Im Ergebnis, sollte der BFH zu der Auffassung kommen, dass zum Zeitpunkt der Ausgabe der X-Cards diese als Einzweck-Gutscheine zu beurteilen waren, würde das Finanzamt in seiner Auffassung bestätigt, dass die Umsätze der Klägerin mit X-Cards als im Inland steuerbar anzusehen sind, weil diese mit der Kennung DE von Y ausschließlich für Endkunden mit Wohnsitz im Inland und einem deutschen Nutzerkonto bestimmt sind, weshalb sich der Leistungsort gem. § 3a Abs. 5 UStG im Inland befindet. Dann würden im Übrigen aber sämtliche der von der Klägerin mit DE-Kennung verkauften X-Cards zu diesem Ergebnis führen. Das Finanzamt müsste noch nicht einmal (wie geschehen) Umsätze von X-Cards der Kennung DE, die an Kunden mit Wohnsitz im Ausland ausgegeben wurden, von der Besteuerung ausnehmen.

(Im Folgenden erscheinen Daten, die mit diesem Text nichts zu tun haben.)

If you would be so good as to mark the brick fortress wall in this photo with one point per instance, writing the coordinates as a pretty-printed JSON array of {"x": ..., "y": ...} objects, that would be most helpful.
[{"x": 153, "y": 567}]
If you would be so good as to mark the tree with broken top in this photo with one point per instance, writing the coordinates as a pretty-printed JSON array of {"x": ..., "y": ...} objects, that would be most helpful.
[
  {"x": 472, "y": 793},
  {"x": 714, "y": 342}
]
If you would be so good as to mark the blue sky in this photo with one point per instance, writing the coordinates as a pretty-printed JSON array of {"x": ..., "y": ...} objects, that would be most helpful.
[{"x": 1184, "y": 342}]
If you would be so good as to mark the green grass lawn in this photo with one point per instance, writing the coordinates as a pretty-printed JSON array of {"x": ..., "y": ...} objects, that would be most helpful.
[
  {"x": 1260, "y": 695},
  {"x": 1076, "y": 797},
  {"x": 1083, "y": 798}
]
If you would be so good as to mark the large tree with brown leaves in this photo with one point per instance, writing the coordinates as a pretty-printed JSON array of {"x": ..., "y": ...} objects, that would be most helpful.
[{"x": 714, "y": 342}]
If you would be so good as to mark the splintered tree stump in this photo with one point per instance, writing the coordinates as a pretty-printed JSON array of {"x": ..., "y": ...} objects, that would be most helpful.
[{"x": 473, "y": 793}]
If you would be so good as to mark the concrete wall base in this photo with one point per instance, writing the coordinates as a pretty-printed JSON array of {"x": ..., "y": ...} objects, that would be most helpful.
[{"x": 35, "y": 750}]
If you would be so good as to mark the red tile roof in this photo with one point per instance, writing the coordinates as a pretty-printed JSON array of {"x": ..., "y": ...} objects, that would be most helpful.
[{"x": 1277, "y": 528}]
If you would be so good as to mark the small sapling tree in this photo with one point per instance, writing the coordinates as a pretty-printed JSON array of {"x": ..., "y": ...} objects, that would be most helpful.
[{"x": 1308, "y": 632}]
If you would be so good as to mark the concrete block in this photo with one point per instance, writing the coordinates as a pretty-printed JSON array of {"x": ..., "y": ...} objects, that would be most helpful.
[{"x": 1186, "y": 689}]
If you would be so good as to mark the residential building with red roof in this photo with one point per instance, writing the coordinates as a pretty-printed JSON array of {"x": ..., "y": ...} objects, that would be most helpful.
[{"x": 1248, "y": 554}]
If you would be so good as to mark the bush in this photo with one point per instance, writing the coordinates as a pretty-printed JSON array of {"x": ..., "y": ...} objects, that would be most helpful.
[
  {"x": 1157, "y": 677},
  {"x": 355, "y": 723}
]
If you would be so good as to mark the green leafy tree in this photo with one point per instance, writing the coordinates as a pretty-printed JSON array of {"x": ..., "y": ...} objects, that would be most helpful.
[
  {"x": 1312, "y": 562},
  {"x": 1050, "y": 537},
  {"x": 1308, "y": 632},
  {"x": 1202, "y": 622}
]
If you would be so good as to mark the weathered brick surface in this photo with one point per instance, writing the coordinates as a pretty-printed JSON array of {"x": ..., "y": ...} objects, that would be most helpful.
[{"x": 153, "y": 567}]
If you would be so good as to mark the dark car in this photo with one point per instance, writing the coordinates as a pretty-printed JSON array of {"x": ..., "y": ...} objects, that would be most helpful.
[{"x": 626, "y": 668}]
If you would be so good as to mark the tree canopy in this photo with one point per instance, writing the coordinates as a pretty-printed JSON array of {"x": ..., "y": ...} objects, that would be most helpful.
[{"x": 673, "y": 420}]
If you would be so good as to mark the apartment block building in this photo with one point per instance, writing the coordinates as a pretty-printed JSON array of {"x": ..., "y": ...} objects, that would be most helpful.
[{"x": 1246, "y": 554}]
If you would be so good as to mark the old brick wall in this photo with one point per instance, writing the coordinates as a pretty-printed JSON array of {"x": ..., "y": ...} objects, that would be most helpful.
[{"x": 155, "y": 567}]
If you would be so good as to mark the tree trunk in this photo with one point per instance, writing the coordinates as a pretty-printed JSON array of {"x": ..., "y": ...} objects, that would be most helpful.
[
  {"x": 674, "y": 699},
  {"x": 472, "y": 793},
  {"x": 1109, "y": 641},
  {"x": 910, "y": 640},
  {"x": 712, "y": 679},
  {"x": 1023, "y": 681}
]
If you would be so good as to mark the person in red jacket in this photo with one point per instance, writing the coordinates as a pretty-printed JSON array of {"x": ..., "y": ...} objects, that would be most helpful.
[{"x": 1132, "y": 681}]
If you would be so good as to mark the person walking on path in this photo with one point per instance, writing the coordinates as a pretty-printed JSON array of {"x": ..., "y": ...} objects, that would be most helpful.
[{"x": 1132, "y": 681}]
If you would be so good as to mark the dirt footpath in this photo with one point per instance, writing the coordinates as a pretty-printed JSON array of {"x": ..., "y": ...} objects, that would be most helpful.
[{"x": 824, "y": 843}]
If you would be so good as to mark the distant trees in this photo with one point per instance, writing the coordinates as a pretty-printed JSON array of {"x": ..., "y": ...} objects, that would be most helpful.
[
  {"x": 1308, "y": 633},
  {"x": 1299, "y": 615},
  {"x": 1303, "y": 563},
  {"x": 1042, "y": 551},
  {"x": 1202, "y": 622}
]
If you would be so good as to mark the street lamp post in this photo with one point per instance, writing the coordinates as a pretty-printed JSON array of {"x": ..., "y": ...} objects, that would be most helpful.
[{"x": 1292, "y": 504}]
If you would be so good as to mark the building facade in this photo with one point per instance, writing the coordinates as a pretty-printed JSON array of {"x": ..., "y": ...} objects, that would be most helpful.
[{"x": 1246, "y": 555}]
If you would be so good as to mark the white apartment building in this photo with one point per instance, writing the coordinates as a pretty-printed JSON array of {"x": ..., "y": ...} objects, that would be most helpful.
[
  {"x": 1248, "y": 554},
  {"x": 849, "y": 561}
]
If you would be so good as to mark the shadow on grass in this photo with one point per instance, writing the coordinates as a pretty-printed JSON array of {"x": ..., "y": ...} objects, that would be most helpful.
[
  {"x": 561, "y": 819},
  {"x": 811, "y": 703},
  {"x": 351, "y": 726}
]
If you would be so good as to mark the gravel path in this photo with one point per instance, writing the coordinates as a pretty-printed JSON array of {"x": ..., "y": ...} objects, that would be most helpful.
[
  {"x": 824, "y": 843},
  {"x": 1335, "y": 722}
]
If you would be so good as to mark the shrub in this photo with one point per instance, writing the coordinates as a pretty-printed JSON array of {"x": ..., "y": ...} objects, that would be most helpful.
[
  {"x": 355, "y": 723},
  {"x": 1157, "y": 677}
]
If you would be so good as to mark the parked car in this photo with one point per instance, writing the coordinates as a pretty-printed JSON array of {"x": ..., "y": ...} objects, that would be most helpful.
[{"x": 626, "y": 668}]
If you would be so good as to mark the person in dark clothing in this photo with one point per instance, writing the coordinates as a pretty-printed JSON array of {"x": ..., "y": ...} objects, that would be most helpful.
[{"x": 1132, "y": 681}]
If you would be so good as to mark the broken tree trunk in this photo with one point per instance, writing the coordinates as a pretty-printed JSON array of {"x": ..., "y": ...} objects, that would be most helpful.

Registrierungspflicht  in Deutschland

Im Übrigen hat der EuGH indirekt bestätigt, dass alle Verkäufe eines Einzweck-Gutscheins in einer Handelskette zum gleichen Ergebnis hinsichtlich des Besteuerungsorts führen müssen. Wird, wie im Ausgangsverfahren, (unterstellt) ein Einzweck-Gutschein verkauft, der eine elektronische Dienstleistung an einen Endverbraucher verkörpert, der in Deutschland ansässig ist, ist jeder diesbezügliche Verkauf des Gutscheins somit über § 3a Abs. 5 Satz 1 i. V. m. Satz 2 Nr. 3 UStG im Inland steuerbar. Die Fiktionsregelung, die bei jeder Übertragung von Einzweckgutscheinen den Vorgang als Ausführung der zugrundeliegenden Lieferung oder sonstigen Leistung behandelt, gilt auch für grenzüberschreitende Sachverhalte. Dies hat zur Folge, dass ein ausländischer Verkäufer (wie im Ausgangsverfahren L1 und L2) entsprechender Gutscheine für in Deutschland zu erbringende sonstige Leistungen in Deutschland registrierungspflichtig wird.